Legislators need to look no further than Worcester County to conclude a post-Labor Day school start does not harm public school students or educators.
Senate Bill 128 seeks to repeal the mandate signed into law by Gov. Larry Hogan in 2016. It reads, “requiring each county board to set the start date and end date of the school year for the public schools in the county each year …” Additionally, Senate Bill 131 seeks to allow individual school systems to add as many as five days onto the end of the school calendar without state approval. It provides, “authorization for a county board of education to extend the length of the school year for up to a certain number of school days beyond a certain date without approval from the State Board of Education or any other entity is not subject to additional conditions …”
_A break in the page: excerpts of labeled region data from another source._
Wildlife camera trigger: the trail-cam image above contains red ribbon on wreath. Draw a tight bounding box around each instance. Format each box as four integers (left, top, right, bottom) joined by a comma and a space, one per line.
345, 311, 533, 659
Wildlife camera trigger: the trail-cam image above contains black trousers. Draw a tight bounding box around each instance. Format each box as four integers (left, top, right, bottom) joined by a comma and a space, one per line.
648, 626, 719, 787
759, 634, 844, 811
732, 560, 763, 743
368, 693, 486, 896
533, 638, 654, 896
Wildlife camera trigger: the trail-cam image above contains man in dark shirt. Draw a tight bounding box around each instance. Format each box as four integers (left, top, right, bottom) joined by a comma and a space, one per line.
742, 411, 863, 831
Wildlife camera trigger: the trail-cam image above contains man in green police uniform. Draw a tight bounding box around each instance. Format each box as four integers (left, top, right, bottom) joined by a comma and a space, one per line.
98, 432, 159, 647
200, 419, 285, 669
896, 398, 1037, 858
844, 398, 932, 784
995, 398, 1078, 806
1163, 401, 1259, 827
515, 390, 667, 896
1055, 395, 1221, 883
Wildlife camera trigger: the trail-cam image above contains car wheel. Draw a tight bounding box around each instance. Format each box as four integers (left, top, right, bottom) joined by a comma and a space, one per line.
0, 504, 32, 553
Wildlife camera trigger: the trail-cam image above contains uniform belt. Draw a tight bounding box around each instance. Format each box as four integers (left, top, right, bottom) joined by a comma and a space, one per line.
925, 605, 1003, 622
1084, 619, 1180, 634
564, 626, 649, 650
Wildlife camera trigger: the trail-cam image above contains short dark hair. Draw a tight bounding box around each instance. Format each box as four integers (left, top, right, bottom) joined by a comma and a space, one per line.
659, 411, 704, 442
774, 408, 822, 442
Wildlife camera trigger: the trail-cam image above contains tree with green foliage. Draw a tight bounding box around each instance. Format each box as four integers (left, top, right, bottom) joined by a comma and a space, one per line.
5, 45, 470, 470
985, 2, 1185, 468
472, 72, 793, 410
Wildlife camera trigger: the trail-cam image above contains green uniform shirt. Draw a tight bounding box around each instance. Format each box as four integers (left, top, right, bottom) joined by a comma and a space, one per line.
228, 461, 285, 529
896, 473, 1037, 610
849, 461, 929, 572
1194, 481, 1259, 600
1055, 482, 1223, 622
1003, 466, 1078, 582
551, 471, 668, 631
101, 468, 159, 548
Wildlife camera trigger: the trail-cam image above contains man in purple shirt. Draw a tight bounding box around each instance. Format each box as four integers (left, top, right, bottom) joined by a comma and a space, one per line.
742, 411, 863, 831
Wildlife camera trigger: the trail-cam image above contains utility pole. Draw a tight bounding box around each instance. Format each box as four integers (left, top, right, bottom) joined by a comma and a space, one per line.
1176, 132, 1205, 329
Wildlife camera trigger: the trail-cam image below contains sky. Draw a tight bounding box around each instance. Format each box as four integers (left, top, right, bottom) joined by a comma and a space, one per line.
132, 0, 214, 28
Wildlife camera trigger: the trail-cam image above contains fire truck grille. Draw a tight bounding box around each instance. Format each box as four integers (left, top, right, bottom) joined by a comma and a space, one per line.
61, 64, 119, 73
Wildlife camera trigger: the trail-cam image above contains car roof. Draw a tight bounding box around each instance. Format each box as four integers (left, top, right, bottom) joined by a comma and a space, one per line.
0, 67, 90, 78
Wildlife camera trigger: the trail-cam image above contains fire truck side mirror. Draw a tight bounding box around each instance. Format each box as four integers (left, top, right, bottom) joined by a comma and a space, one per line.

The will of the legislature on these matters is unclear this early in the session, but the mere introduction of these bills has naturally raised concerns locally. The fact of the matter is the legislature as a whole was never going to approve this post-Labor Day school start mandate. The majority of legislators refused to pass previous bills requiring the later start date, despite a state task force’s recommendation to do so and polls wanting it.
Hogan’s Executive Order is the only reason this measure is in place today. In fact, if Hogan was not re-elected, there was a good chance the new Democratic governor would have killed the order allowing it. We believe it’s only a matter of time before schools are back in session before Labor Day, but the hope here is it’s at least after Hogan’s second term is completed. If these bills pass, Hogan will not likely have the votes to veto them as he did not secure the necessary seats in the November election secure a veto override.
For many years, the start of school was always after Labor Day, but that all changed 20 years ago when schools across Maryland and neighboring states began opening in mid-August. Prior to Hogan’s change, Worcester County was the only school system left in Maryland ringing its first bell after Labor Day.
Starting school after Labor Day is viewed as an inconvenience to some in education because of the calendar adjustments needed and an annoyance to others, like the majority of school superintendents who don’t like being told what to do by the governor.
Detractors like to point out this start date change was made only to support tourism destinations like Ocean City and Deep Creek Lake. We say this is an economic development initiative that helps the state on many fiscal levels. It also allows families extra vacation time together without the need to rush back into the school routine. Does it help Ocean City and its businesses? Room tax and food tax numbers indicate it clearly does result in extra business for the seasonal town.
For the last five years, Worcester County has been going back to school after Labor Day. The school system remains annually among the top achieving and most respected in the state. Study after study and report after report confirms Worcester is doing a lot right with its schools. In fact, Worcester is the envy of many school systems.
Besides politics and stubbornness, there’s no good reason to spike the current start date mandate. We hope the legislature agrees over the coming months.